Le chant wagnérien constitue une référence incontournable pour Serge Wilfart et les pneumaphonistes. Il s’impose comme l’un des répertoires les plus exigeants vocalement. Impossible de ne pas disposer d’une grande et belle voix, à plus forte raison pour interpréter Walter von Stolzing, qui doit emporter l’adhésion des Maitres Chanteurs dans l’opéra du même nom.

Richard Wagner

Richard Wagner

Les dernières décennies ont vu une certaine standardisation des voix lyriques. Il fut un temps où celles-ci étaient beaucoup plus personnalisées, typées, chaque chanteur disposant d’un timbre propre, d’une signature vocale immédiatement reconnaissable. Cela est moins vrai aujourd’hui, bien qu’il soit encore possible d’identifier la couleur sonore de chaque chanteur. Les voix sont plus cultivées, plus léchées, à la recherche d’une certaine perfection sonore, mais aussi plus froides et tentent de ce fait à perdre leur incomparable singularité, leur authenticité.

Johan Botha

Parmi les voix récentes, celle de Johan Botha figure au rang des voix wagnériennes les plus remarquables. Si on sent que quelques décennies de standardisation sont passées par là, la voix du ténor témoigne d’une construction, d’une homogénéité parfaite sur l’étendue du registre et d’un brillant remarquable. Elle est à la fois puissante et solaire et convient à merveille au personnage de Walther von Stolzing, concourant ici pour la main d’Eva et pour le titre de Maître Chanteur dans son air, Morgenlich leuchtend im rosigen Schein.

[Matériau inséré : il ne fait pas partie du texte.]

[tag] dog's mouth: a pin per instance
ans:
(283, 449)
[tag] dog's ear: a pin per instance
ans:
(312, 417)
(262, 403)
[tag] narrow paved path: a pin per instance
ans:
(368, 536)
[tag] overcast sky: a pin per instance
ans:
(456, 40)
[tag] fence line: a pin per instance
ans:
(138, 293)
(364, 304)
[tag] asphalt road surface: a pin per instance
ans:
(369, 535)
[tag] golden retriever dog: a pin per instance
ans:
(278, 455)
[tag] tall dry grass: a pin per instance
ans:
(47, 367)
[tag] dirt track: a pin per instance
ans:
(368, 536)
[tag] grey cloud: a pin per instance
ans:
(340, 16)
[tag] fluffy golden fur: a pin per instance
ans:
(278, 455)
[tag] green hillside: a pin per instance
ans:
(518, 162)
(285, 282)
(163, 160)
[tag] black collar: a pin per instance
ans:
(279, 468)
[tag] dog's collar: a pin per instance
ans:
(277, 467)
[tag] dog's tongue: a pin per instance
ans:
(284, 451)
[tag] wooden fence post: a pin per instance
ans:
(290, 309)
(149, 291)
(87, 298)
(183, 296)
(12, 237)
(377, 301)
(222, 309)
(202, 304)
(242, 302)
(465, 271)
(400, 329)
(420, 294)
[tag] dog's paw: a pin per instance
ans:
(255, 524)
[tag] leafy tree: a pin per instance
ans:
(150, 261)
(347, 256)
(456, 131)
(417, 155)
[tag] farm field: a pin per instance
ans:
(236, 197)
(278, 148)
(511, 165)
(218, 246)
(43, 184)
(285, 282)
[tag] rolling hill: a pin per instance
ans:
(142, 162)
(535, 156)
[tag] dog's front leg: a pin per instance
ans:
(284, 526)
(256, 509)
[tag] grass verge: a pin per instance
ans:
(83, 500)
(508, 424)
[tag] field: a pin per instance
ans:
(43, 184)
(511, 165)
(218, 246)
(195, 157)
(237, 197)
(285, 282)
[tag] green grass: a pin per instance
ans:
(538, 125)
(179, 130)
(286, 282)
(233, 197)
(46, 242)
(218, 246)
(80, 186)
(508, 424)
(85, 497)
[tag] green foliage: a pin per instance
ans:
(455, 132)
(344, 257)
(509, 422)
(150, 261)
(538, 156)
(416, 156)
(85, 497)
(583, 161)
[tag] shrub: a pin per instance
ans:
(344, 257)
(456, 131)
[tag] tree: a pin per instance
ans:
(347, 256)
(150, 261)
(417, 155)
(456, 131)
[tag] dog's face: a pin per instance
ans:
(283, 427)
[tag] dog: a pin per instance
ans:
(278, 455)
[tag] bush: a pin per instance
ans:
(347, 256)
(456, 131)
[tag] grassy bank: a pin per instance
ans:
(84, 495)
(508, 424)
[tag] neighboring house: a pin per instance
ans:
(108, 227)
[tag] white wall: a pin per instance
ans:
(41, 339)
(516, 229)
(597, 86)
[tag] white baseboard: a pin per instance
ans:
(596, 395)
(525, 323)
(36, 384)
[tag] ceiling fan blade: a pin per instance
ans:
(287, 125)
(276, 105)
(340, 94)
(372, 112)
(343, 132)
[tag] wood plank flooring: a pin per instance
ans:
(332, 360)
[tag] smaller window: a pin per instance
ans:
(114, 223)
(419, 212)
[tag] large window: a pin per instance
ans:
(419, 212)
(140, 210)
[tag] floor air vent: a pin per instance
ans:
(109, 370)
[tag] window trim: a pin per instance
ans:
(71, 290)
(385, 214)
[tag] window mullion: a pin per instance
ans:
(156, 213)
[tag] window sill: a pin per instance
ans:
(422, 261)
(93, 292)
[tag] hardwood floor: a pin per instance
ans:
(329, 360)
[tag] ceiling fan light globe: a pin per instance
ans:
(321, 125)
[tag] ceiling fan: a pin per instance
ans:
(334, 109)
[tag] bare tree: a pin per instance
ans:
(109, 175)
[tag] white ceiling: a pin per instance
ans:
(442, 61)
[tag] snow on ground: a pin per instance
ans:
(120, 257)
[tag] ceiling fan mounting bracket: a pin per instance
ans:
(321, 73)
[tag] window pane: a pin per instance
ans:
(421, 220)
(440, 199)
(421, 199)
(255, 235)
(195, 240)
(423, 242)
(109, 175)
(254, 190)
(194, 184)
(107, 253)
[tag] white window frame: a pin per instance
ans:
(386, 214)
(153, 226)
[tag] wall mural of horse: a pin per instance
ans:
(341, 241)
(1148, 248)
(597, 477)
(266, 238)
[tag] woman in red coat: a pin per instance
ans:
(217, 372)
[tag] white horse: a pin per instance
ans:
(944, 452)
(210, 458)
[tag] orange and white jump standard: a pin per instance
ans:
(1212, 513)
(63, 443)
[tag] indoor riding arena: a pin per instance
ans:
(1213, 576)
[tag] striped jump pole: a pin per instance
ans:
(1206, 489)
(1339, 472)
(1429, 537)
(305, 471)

Le support vidéo permet ici d’apprécier la statique de Johan Botha, son aplomb physique, son ancrage dans la terre. Sa géométrie corporelle, petit, gros, la tête vissée sur les épaules, correspond à l’archétype parfait du ténor wagnérien. Installé dans son Hara, la cage thoracique ouverte, mobilisant peu de force pour un résultat pourtant puissant, Botha livre ici une véritable leçon de chant et de voix wagnérienne.

Set Svanholm

Autre époque, autre style. La voix de Set Svanholm appartient à une école de chant plus ancienne, respectant davantage l’authenticité et la géométrie vocale du chanteur. Le ténor suédois a cette voix claire parfaitement verticalisée, valorisant toujours la flamme et la spontanéité du son. Un brin d’héroïsme et une diction tranchante qui apporte une urgence, une vitalité extraordinaire dans un chant qui rayonne toujours par sa santé.

Wolfgang Windgassen

Immense voix également, Wolfgang Windgassen est l’un des ténors wagnériens incontournables. Le nouveau Bayreuth lui doit certainement, dans les années 1950, sa survie, tant le chanteur irradiait par sa présence le théâtre mythique. Il est peut-être, ici, un chouia en dessous de Botha ou Svanholm. Si sa superbe n’a rien à leur envier dans les sommets aigus, certaines phrases apparaissent un rien alanguies, nasales et plaintives par ailleurs. Mais ce maître de chant et de voix légendaire reste une référence dans ce répertoire qui suppose un instrument infaillible et parfaitement construit. Le timbre de Windgassen, même tardivement, fait montre d’un brillant et d’une juvénilité rares. Il appartient encore à cette ancienne école où la voix, loin des tendances actuelles à la standardisation, témoigne d’une incomparable authenticité.